Chris Coekin

I’ve been musing to myself recently about the great American road trip and why it interests me. No doubt it is to do with the vastness of land and with it the possibilities of adventure. I began to think more about home; England and the rest of the United Kingdom. Who has gone out to venture coast to coast? From point to point? Who has hitchhiked, walked or driven across our own Island and documented it?
I recalled seeing an exhibition at the Photographers Gallery a few years ago from a photographer whose name persisted to elude me - until I spoke to an all-knowing colleague and was revealed to be Chris Coekin. The Hitcher is the result of Coekin’s hitchhiking adventures around the United Kingdom, made on-and-off over six years. Using disposable cameras to produce images which mimic the unpredictable nature of his journey – and a medium format camera for his portraits – Coekin captures his adventures, the British landscape and the people encountered along the way.
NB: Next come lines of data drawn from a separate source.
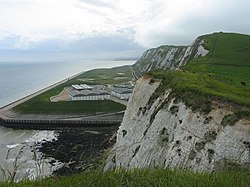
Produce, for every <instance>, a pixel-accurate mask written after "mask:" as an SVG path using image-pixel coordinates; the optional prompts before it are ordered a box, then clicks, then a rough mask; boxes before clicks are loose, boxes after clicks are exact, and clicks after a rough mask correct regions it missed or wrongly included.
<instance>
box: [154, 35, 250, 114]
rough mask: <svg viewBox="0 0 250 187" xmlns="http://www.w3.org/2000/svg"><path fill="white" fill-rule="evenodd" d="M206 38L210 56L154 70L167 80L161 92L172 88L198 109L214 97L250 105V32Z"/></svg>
mask: <svg viewBox="0 0 250 187" xmlns="http://www.w3.org/2000/svg"><path fill="white" fill-rule="evenodd" d="M202 39H203V40H204V44H203V46H204V47H205V48H206V49H207V50H209V53H208V55H207V56H205V57H199V58H196V59H195V58H194V59H192V60H191V61H189V62H188V63H187V65H185V66H184V67H181V70H175V71H174V70H173V71H171V70H170V71H165V72H163V71H162V72H153V73H152V75H153V76H154V77H156V78H160V79H162V80H163V84H162V86H161V88H160V89H159V90H158V92H159V93H160V92H162V91H164V90H166V89H167V88H172V89H173V90H174V92H175V93H176V94H177V95H178V97H179V98H182V99H183V100H184V101H186V103H187V104H188V105H189V104H190V105H193V108H194V109H195V108H197V107H202V106H201V104H202V103H204V108H207V105H208V103H207V101H209V100H211V98H213V99H219V100H221V101H227V102H233V103H236V104H239V105H242V106H246V107H250V73H249V72H250V47H249V46H250V36H249V35H241V34H232V33H214V34H212V35H205V36H202ZM196 105H197V106H196Z"/></svg>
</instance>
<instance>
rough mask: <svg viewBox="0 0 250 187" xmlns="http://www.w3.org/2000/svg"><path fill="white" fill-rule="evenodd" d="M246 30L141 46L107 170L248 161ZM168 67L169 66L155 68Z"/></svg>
mask: <svg viewBox="0 0 250 187" xmlns="http://www.w3.org/2000/svg"><path fill="white" fill-rule="evenodd" d="M249 45H250V36H249V35H241V34H235V33H214V34H211V35H204V36H201V37H199V38H197V39H196V40H195V41H194V42H193V44H192V45H190V46H188V47H173V46H172V47H171V46H161V47H159V48H156V49H151V50H148V51H146V52H145V53H144V54H143V56H142V57H141V59H140V60H139V61H137V62H136V64H135V65H134V68H136V70H137V71H140V72H142V73H143V72H147V71H152V70H154V72H151V73H148V74H145V75H144V76H142V77H141V78H140V79H138V80H137V82H136V86H135V89H134V92H133V95H132V97H131V98H130V100H129V102H128V105H127V109H126V112H125V115H124V118H123V121H122V124H121V126H120V128H119V130H118V133H117V141H116V144H115V146H114V147H113V149H112V151H111V153H110V156H109V158H108V159H107V161H106V166H105V170H112V169H116V168H120V167H121V168H143V167H149V166H150V167H170V168H182V169H191V170H195V171H214V170H223V169H228V168H237V167H246V168H250V95H249V93H250V75H249V70H250V64H249V63H250V50H249ZM158 69H160V70H165V69H172V70H170V71H157V70H158Z"/></svg>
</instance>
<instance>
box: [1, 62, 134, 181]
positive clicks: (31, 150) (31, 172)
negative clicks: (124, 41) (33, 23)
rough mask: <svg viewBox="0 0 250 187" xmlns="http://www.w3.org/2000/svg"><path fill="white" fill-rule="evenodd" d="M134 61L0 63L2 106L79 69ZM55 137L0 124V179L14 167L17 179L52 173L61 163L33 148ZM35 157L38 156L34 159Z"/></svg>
mask: <svg viewBox="0 0 250 187" xmlns="http://www.w3.org/2000/svg"><path fill="white" fill-rule="evenodd" d="M133 63H134V61H81V62H80V61H75V62H44V63H0V108H1V107H3V106H5V105H7V104H9V103H11V102H14V101H16V100H18V99H21V98H22V97H25V96H27V95H29V94H32V93H34V92H36V91H38V90H40V89H43V88H45V87H47V86H49V85H52V84H54V83H56V82H59V81H61V80H63V79H66V78H68V77H70V76H73V75H75V74H77V73H80V72H83V71H87V70H90V69H95V68H104V67H114V66H121V65H130V64H133ZM56 137H57V134H56V133H55V132H54V131H34V130H13V129H9V128H4V127H1V126H0V180H4V179H7V178H9V177H10V175H9V172H7V171H10V173H14V171H15V170H16V171H17V174H16V180H20V179H23V178H36V177H37V176H39V177H41V176H45V175H50V174H51V173H52V171H53V170H54V169H56V168H57V167H60V163H58V164H56V165H55V166H51V165H50V164H49V160H48V159H46V160H42V159H39V158H41V157H42V155H41V153H36V152H34V151H32V150H33V145H35V144H36V143H37V142H40V141H42V140H43V141H44V140H46V141H50V140H52V139H56ZM34 154H37V155H34ZM34 157H35V158H38V159H35V160H34ZM17 166H18V167H17ZM38 166H39V167H38ZM41 166H42V167H41ZM4 171H6V172H4Z"/></svg>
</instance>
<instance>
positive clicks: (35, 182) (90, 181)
mask: <svg viewBox="0 0 250 187" xmlns="http://www.w3.org/2000/svg"><path fill="white" fill-rule="evenodd" d="M0 186H6V187H37V186H41V187H42V186H47V187H49V186H53V187H64V186H65V187H69V186H71V187H76V186H79V187H81V186H86V187H89V186H93V187H98V186H103V187H104V186H107V187H112V186H114V187H118V186H121V187H122V186H131V187H134V186H138V187H150V186H162V187H165V186H185V187H189V186H190V187H193V186H200V187H206V186H213V187H218V186H220V187H223V186H225V187H230V186H233V187H236V186H239V187H245V186H246V187H247V186H250V173H249V172H247V171H227V172H215V173H211V174H209V173H193V172H185V171H178V170H174V171H171V170H169V169H160V168H155V169H153V168H148V169H142V170H138V169H134V170H129V171H125V170H118V171H112V172H105V173H104V172H91V173H86V174H79V175H74V176H68V177H58V178H49V179H45V180H37V181H23V182H20V183H17V184H15V183H13V184H8V183H7V182H5V183H1V182H0Z"/></svg>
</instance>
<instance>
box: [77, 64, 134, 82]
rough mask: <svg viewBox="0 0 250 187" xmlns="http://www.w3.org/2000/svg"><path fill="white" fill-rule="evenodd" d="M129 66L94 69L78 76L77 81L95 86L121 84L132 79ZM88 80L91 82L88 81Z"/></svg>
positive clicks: (88, 80) (126, 81)
mask: <svg viewBox="0 0 250 187" xmlns="http://www.w3.org/2000/svg"><path fill="white" fill-rule="evenodd" d="M130 67H131V66H121V67H115V68H110V69H107V68H103V69H94V70H90V71H88V72H85V73H83V74H82V75H80V76H78V77H77V78H76V79H77V80H82V81H83V82H85V83H95V84H122V83H127V82H129V81H131V80H132V79H133V76H132V72H131V70H130ZM88 78H90V79H93V80H88Z"/></svg>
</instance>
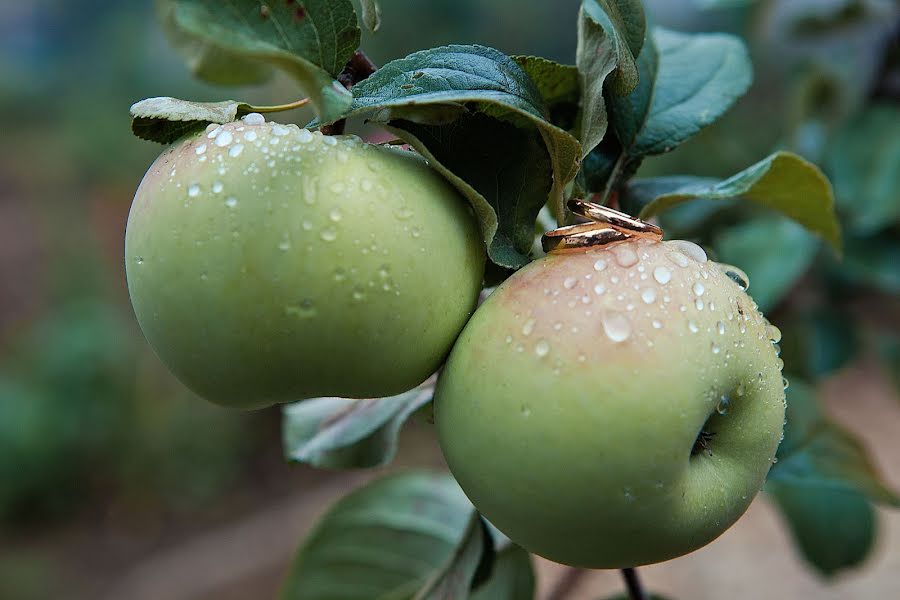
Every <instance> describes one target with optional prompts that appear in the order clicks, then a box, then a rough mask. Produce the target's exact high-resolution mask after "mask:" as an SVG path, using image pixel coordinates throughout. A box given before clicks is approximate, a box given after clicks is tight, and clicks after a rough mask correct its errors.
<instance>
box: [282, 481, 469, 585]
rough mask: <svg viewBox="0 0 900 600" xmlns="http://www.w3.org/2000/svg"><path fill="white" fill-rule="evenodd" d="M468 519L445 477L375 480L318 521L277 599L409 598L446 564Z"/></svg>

Coekin shows us crisp packets, oil spills, fast food packets and road kill - a stark portrait of the modern landscape, spoilt by our 21st century lifestyles. The portraits of the drivers who helped him on his way are welcome reminders of the kindness of strangers and act as relief from increasing ‘stranger danger’ paranoia peddled by the media. Rekindling the notion of the hitchhiker, Coekin’s cardboard signs are tickets to adventure down the open road, while the images of him soaked through and abandoned by the side of the road are reminders of the his vulnerability as a traveller. Coekin shows his sense of humor too, adopting the title of the cult horror classic The Hitcher for the series, further poking fun peoples perceptions of the hitchhiker.